Tak lama setelah itu, video-videonya disambut oleh selebritas dan atlet internasional: Travis Kelce, Neymar, hingga Fernando Alonso menirukan gaya Dika dalam video mereka.
Bahkan klub sepak bola Paris Saint-Germain (PSG) dan maskot AC Milan mengunggah konten yang terinspirasi dari gerakan tarian Pacu Jalur.
Beberapa menyebutnya sebagai “Boat Kid Aura Farming”, yang menggambarkan kehadiran karisma anak Indonesia yang mampu menembus batas geografis dan budaya.
Kekuatan Visual dan Algoritma
Mengapa bisa viral begitu cepat? Jawabannya adalah kekuatan visual budaya lokal yang disandingkan dengan algoritma platform global.
Tarian bocah Pacu Jalur memenuhi elemen konten yang disukai algoritma media sosial: unik, otentik, ekspresif, dan emosional.

Alunan musik tradisional, kostum warna-warni, ekspresi penuh percaya diri, serta nilai budaya yang kuat menjadikan video Pacu Jalur tidak hanya menarik, tapi juga menyentuh.
Inilah yang mendorong banyak pengguna dari berbagai negara untuk ikut menirukan gerakan tersebut, menjadikannya tren global dengan hashtag seperti #AuraFarming, #BoatKid, #PacuJalur, dan #IndonesianCulture.
TikTok dan Instagram menjadi panggung utama bagi tren ini. Banyak akun besar, termasuk media asing, mengangkat fenomena ini sebagai simbol kebangkitan budaya lokal di era digital.
Budaya Lokal yang Tampil Mendunia
Keberhasilan tren ini membawa dampak besar bagi pelestarian budaya.
Pemerintah Provinsi Riau dan Dinas Pariwisata Kuantan Singingi pun mengakui bahwa kehadiran tren “aura farming” memberi eksposur luar biasa bagi Festival Pacu Jalur 2025 yang akan berlangsung 20–24 Agustus mendatang di Tepian Narosa.
Dalam sebuah wawancara, Kepala Dispar Riau Roni Rakhmat menyebut bahwa budaya lokal ini telah membuktikan daya tarik universalnya.

“Pacu Jalur adalah warisan budaya tak benda yang diakui secara nasional sejak 2014. Kini, dengan viralnya tren ini, ia menjadi representasi kekuatan budaya Indonesia di kancah internasional,” ujarnya.
Tak hanya promosi budaya, kehadiran tren ini berdampak langsung pada sektor pariwisata dan UMKM lokal.
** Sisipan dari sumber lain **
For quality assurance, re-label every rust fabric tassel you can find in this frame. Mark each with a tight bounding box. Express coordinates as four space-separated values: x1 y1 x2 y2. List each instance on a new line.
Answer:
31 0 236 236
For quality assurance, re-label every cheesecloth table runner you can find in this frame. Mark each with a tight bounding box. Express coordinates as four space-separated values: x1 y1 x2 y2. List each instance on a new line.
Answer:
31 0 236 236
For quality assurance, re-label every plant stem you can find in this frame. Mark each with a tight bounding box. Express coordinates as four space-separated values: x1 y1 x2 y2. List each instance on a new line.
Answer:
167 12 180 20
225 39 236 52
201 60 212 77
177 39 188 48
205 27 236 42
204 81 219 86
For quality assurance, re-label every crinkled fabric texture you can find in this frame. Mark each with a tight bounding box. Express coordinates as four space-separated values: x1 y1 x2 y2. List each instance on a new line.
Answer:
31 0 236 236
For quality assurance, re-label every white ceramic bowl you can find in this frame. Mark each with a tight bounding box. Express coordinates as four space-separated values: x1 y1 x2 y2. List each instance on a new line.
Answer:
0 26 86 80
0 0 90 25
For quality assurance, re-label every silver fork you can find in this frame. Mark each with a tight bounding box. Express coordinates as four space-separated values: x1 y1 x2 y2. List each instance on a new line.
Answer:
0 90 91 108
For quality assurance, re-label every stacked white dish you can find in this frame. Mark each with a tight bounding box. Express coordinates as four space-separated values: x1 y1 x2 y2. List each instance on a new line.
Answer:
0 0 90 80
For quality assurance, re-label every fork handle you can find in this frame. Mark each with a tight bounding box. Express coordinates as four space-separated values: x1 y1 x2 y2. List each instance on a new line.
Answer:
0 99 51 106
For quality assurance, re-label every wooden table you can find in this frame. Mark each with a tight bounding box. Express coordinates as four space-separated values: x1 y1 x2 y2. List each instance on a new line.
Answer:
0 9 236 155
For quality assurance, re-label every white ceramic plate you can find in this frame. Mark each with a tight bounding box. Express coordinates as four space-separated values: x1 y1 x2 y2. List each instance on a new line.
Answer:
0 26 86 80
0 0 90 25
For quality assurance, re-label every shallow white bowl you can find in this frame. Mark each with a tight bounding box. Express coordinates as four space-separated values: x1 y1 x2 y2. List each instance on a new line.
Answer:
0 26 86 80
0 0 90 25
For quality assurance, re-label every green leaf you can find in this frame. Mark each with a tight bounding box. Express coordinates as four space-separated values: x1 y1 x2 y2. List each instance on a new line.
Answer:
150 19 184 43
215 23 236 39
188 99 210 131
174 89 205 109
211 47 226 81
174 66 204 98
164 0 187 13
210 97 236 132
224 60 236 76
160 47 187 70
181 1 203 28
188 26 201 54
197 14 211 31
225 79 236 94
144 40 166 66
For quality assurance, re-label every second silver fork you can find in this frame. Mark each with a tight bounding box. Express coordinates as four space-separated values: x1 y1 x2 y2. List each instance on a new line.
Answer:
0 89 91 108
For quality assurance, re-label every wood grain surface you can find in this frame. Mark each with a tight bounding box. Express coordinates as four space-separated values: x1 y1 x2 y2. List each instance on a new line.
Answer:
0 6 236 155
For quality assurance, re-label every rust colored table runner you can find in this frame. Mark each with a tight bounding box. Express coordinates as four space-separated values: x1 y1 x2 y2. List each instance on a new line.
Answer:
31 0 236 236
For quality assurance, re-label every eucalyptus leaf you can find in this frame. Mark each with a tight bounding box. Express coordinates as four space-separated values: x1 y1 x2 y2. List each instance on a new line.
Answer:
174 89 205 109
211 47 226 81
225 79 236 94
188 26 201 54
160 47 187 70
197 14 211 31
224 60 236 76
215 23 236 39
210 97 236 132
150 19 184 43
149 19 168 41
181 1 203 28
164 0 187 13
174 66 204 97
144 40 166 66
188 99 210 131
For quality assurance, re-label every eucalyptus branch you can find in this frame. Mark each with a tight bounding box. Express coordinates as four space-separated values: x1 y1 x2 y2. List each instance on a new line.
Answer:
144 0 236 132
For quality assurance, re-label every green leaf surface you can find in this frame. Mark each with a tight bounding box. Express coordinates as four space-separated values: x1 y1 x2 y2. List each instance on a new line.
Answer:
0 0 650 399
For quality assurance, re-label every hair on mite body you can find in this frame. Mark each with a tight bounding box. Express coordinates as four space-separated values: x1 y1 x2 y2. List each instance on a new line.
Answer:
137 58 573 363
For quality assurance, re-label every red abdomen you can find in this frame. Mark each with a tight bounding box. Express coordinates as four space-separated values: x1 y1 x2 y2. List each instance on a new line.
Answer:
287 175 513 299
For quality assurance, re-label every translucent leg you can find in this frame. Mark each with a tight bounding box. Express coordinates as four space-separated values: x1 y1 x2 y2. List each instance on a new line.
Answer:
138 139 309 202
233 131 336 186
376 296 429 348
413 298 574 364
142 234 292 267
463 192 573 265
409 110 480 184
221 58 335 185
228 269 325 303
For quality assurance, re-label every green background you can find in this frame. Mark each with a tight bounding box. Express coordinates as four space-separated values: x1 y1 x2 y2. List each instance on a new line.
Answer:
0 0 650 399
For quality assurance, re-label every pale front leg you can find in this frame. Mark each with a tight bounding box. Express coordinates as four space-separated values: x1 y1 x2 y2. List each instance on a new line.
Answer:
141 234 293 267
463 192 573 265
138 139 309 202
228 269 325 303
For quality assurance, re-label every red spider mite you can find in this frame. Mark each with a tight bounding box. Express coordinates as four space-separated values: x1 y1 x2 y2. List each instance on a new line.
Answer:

Tema Festival Pacu Jalur 2025 pun diangkat: “Pacu Jalur Mendunia, UMKM Semakin Jaya“.
Antara Digitalisasi dan Tradisi
Fenomena ini menegaskan bahwa budaya tradisional bukanlah sesuatu yang harus dikurung dalam museum atau sekadar dipentaskan dalam agenda daerah.
Justru, jika dikemas dengan kreatif dan disesuaikan dengan semangat zaman, budaya bisa melampaui batas-batas konvensional.
Komunitas-komunitas budaya lokal mulai memahami pentingnya dokumentasi visual dan distribusi digital.
Banyak guru tari, seniman lokal, hingga pelatih dayung mulai merekam aktivitas mereka dan mengunggahnya ke media sosial sebagai bagian dari pelestarian dan promosi.
Di sisi lain, keterlibatan tokoh internasional membuka peluang kolaborasi lintas budaya. Festival budaya di masa depan bisa menjadi panggung temu antara pelaku budaya lokal dan komunitas global yang terinspirasi.
Dari Teluk Kuantan untuk Dunia
Kisah Pacu Jalur dan tarian anak-anak yang viral ini menjadi pelajaran penting: bahwa budaya lokal memiliki potensi besar jika diberi ruang untuk bersinar.
Anak-anak seperti Dika bukan hanya menari untuk hiburan, tetapi juga menjadi simbol harapan dan identitas kolektif yang membanggakan.
Bukan tidak mungkin di masa depan, Pacu Jalur akan jadi daya tarik utama dalam kalender wisata budaya global.
Tren “aura farming” hanyalah awal dari gelombang baru: gelombang budaya lokal yang tampil berani, otentik, dan mendunia lewat medium digital.